Serum level of osteocalcin (OC) is believed to be a specific biochemical parameter
of bone formation. Decreased serum OC has been reported in alcohol-intoxicated subjects,
in patients with primary biliary cirrhosis and in patients with chronic alcoholic
liver disease. The question was, whether lower OC level could be detected in patients
with nonalcoholic and non-cholestatic chronic liver disease. The serum OC was measured
by RIA developed in our laboratory. Results were compared to age and sex matched controls.

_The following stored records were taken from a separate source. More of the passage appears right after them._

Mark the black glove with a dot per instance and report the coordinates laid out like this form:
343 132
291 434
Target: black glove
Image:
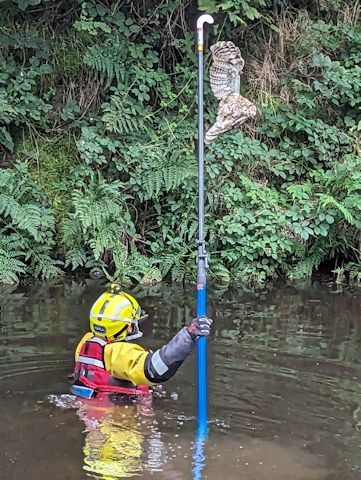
200 327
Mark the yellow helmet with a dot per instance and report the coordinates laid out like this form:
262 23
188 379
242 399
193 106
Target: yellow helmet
113 313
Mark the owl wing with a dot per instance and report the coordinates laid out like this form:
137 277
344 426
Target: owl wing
226 69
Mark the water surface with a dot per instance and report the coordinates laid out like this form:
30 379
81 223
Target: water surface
284 388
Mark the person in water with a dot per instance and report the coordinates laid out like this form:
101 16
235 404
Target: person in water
106 361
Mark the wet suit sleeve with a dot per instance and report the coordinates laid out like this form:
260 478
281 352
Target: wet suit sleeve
128 361
161 365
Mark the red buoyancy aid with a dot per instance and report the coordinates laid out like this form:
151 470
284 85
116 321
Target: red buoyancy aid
90 371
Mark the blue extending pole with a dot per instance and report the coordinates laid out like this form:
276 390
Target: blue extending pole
201 298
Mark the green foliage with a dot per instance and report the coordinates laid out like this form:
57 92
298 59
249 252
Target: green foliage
27 228
98 136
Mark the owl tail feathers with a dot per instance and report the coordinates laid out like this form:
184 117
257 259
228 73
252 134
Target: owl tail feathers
214 132
225 123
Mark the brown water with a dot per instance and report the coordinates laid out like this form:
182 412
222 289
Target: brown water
284 389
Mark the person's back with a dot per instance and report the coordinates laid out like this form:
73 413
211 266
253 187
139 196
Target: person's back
105 361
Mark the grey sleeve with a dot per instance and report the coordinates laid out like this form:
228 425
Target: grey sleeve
163 364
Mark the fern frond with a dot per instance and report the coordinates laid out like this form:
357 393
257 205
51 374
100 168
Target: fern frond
305 267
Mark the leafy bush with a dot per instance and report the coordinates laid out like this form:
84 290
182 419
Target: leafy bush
98 134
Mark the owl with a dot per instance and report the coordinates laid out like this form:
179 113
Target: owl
225 74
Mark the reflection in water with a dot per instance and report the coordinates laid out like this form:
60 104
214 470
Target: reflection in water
284 375
118 430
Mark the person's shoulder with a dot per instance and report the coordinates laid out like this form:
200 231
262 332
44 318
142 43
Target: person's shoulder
125 346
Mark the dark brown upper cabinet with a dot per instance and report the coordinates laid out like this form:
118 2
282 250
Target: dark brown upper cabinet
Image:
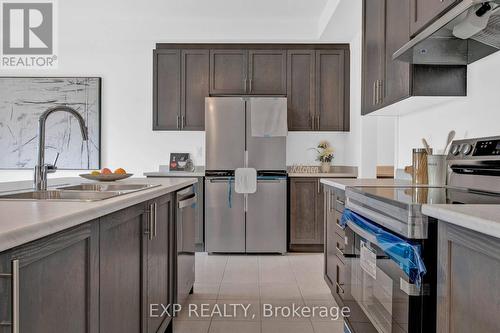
248 72
228 72
313 77
267 72
181 83
332 94
318 90
300 89
386 27
166 89
195 77
423 12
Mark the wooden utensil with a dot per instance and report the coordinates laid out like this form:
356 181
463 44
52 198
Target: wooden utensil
451 136
427 146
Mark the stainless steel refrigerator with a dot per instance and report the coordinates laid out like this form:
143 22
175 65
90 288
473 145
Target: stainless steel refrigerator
243 223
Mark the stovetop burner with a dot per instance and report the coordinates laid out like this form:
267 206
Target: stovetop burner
413 196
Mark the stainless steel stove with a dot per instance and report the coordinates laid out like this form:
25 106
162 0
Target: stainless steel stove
474 179
390 246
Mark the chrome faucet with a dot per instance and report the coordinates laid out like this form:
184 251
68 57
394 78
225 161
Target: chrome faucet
42 169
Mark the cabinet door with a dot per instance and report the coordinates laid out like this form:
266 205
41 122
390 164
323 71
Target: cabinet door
304 228
373 54
423 12
397 73
166 90
228 72
468 276
331 100
300 89
160 261
58 284
122 301
194 88
267 72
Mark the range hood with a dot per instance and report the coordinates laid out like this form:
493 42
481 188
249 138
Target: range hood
466 33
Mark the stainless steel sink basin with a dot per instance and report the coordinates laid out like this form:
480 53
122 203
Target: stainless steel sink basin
80 192
103 187
60 195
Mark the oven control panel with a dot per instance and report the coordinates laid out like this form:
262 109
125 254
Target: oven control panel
475 149
487 148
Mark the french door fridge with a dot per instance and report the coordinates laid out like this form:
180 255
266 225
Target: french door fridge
239 223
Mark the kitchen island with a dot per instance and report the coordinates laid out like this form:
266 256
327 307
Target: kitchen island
468 273
91 267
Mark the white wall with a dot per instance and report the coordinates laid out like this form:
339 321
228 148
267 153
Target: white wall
114 39
476 115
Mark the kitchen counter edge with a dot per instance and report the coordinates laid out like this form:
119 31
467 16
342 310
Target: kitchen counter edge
484 219
26 221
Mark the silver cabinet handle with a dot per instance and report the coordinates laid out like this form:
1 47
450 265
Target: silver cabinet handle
155 218
15 297
188 202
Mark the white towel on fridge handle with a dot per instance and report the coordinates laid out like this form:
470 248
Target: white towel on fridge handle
245 180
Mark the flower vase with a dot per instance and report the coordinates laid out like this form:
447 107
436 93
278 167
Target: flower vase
325 167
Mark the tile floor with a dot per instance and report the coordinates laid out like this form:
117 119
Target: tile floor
254 281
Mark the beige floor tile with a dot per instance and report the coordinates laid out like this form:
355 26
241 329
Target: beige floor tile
232 327
280 291
194 310
328 327
191 326
205 291
282 310
233 310
230 291
287 327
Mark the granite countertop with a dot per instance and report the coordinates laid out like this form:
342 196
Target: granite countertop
25 221
335 172
199 171
365 182
481 218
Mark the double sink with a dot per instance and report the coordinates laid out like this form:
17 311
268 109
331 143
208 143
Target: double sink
80 192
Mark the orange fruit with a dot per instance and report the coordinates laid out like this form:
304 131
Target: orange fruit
120 171
106 171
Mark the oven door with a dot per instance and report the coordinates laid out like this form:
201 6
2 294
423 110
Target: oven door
378 291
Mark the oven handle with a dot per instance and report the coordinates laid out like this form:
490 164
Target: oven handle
366 235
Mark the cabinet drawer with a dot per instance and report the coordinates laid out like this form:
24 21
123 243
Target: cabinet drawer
339 280
339 198
338 228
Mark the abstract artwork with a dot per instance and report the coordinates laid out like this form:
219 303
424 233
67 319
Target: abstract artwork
23 99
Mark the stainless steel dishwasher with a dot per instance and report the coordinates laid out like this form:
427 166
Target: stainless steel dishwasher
185 242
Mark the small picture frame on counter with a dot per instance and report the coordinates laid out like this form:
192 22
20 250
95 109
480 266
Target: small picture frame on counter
180 162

Decreased OC level was found in 35 out of 47 (74%) patients with non-alcoholic and
non-cholestatic liver disease as chronic persistent hepatitis, chronic active hepatitis,
fatty liver and cirrhosis, in 21 out of 26 (80%) patients with alcoholic liver disease
and in 8 out of 15 (53%) primary biliary cirrhosis. None of the patients had elevated
value. There was no correlation between the decreased OC level and the duration or
severity of the liver disease and the laboratory parameters as bilirubin, AST, ALT,
alkaline phosphatase, albumin, prothrombin, and serum 25-OH-D3 vitamin level. Decreased
OC was found also in the patients without cirrhosis. The possible causes are discussed.
Relying upon these findings it is supposed that chronic liver disease by itself can
influence the osteoblast activity also by some unknown mechanism.